Legionella strains were cultured onto buffered charcoal yeast extract (BCYE) agar plates (Hope Bio-technology Co., Ltd, Qingdao, China) and incubated in a 5% CO2 incubator at 37°C for 2–4 days.
Extracted molecule
genomic DNA
Extraction protocol
Genomic DNA was extracted from pure cultures using bacterial genomic DNA purification kit (Tiangen Biotech Co., Ltd., Beijing, China).
Label
Cy3
Label protocol
To label the PCR products, 10 µL of the PCR products generated from the first run and the reverse primer and 0.3 µL of 25 nM Cy3-dUTP were added to the PCR mixture, and PCR was carried out using the same PCR conditions described for the first step.
Hybridization protocol
All labeled PCR products were precipitated using 100% cold ethanol, centrifuged at 13,000 g for 10 min, washed with 75% ethanol, and dried at room temperature. The dried, labeled DNA was diluted in 16 µL of hybridization buffer (50% formamide, 6× SSC, 5× Denhardt, and 0.5% SDS) and then hybridized with the prepared microarray at 45°C for 12 h.

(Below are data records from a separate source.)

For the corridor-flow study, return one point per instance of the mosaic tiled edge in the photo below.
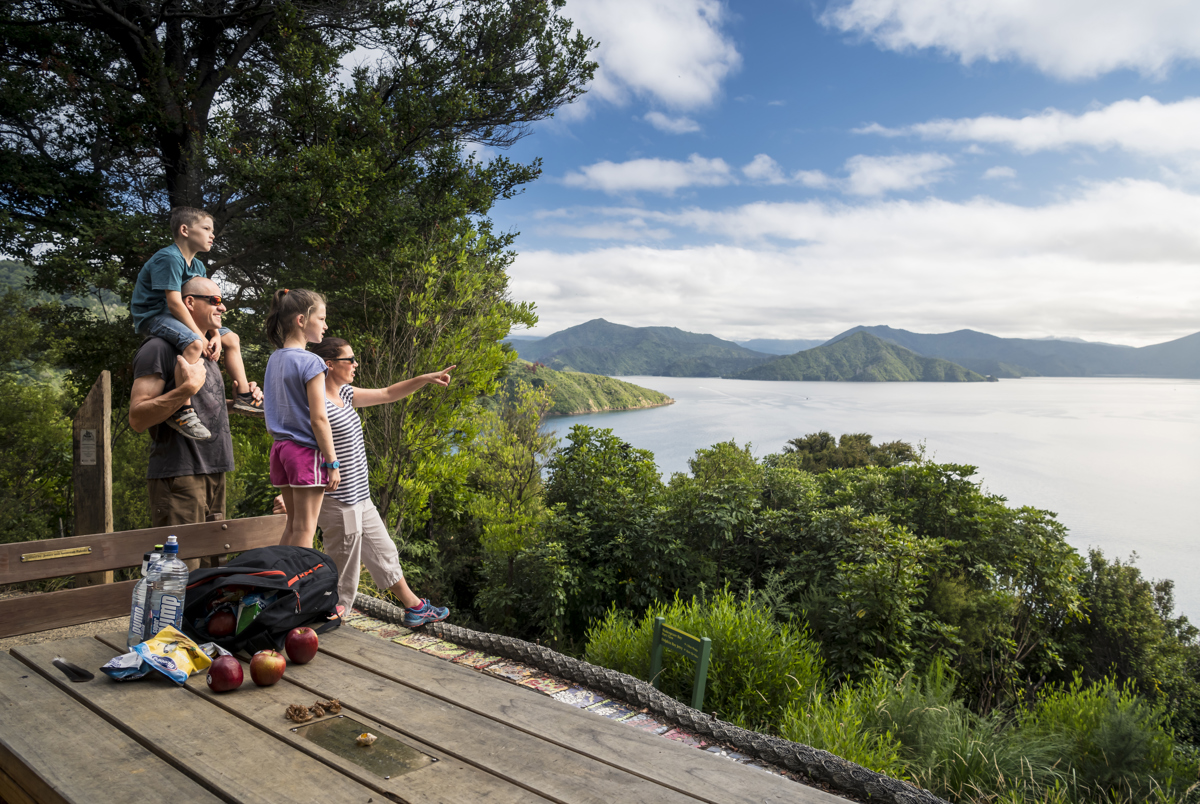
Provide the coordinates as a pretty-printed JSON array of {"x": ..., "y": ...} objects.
[{"x": 573, "y": 695}]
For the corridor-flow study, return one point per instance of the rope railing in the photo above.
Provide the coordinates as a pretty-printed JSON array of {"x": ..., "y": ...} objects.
[{"x": 820, "y": 766}]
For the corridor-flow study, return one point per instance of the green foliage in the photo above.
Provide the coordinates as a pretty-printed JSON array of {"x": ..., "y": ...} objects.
[
  {"x": 604, "y": 498},
  {"x": 1133, "y": 635},
  {"x": 821, "y": 453},
  {"x": 757, "y": 665},
  {"x": 577, "y": 393},
  {"x": 862, "y": 358},
  {"x": 1117, "y": 741},
  {"x": 843, "y": 721}
]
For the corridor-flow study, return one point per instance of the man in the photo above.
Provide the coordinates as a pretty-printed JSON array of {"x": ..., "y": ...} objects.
[{"x": 186, "y": 477}]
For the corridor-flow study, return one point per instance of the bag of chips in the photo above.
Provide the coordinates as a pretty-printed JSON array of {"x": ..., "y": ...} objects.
[{"x": 173, "y": 654}]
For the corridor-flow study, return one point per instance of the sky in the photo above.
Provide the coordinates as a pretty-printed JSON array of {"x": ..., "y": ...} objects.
[{"x": 785, "y": 169}]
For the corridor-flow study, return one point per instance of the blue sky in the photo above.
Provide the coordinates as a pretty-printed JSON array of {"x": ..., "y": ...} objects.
[{"x": 792, "y": 169}]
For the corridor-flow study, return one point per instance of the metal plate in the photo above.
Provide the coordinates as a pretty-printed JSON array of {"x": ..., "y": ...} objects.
[{"x": 387, "y": 757}]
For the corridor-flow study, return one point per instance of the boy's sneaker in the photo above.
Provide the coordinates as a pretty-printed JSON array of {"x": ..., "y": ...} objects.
[
  {"x": 247, "y": 406},
  {"x": 187, "y": 424},
  {"x": 425, "y": 613}
]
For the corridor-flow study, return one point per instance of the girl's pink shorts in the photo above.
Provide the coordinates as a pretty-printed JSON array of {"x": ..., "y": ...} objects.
[{"x": 294, "y": 465}]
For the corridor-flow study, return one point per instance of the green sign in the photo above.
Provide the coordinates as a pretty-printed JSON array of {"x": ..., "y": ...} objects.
[{"x": 694, "y": 647}]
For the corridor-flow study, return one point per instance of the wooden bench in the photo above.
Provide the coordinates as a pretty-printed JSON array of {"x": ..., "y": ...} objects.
[{"x": 35, "y": 561}]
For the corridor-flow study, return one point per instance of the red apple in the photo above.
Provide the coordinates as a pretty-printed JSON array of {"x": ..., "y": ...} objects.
[
  {"x": 222, "y": 623},
  {"x": 225, "y": 673},
  {"x": 301, "y": 645},
  {"x": 267, "y": 667}
]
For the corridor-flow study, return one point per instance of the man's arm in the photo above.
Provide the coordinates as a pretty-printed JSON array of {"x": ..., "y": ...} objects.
[{"x": 149, "y": 406}]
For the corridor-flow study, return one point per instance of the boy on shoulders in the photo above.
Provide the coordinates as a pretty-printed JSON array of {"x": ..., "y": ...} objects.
[{"x": 159, "y": 311}]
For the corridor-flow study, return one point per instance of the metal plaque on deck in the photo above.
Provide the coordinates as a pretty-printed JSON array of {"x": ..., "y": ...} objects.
[{"x": 387, "y": 757}]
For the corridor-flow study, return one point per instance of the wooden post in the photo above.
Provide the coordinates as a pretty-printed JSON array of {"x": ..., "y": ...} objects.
[{"x": 91, "y": 444}]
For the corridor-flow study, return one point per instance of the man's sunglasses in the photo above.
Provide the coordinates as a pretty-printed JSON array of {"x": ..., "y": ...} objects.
[{"x": 213, "y": 300}]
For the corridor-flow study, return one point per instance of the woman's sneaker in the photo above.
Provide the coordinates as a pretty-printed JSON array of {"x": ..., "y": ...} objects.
[
  {"x": 187, "y": 424},
  {"x": 247, "y": 406},
  {"x": 425, "y": 613}
]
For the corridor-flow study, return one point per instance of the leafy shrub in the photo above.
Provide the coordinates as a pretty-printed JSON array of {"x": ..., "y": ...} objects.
[
  {"x": 1115, "y": 741},
  {"x": 757, "y": 665},
  {"x": 958, "y": 754}
]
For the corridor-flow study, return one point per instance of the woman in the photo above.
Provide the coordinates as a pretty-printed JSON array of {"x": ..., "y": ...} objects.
[{"x": 352, "y": 529}]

After hybridization, the slide was washed with solution A (1× SSC and 0.1% SDS) for 3 min, solution B (0.05× SSC) for 3 min, and solution C (95% ethanol) for 1.5 min.
Scan protocol
The microarray was dried under a gentle air stream and scanned with a laser beam of 532 nm using the GenePix biochip scanner 4100A (Axon Instruments, CA, USA) set to the following parameters: photomultiplier tube gain, 600, and pixel size, 5 µm.
Data processing
The signal-to-noise ratio (SNR) was calculated for each spot using the built-in software, GenePix Pro 6.0, with the threshold set at 3.0. A signal was considered positive when 70% of the probes to a respective target gene generated hybridization signals above the SNR threshold.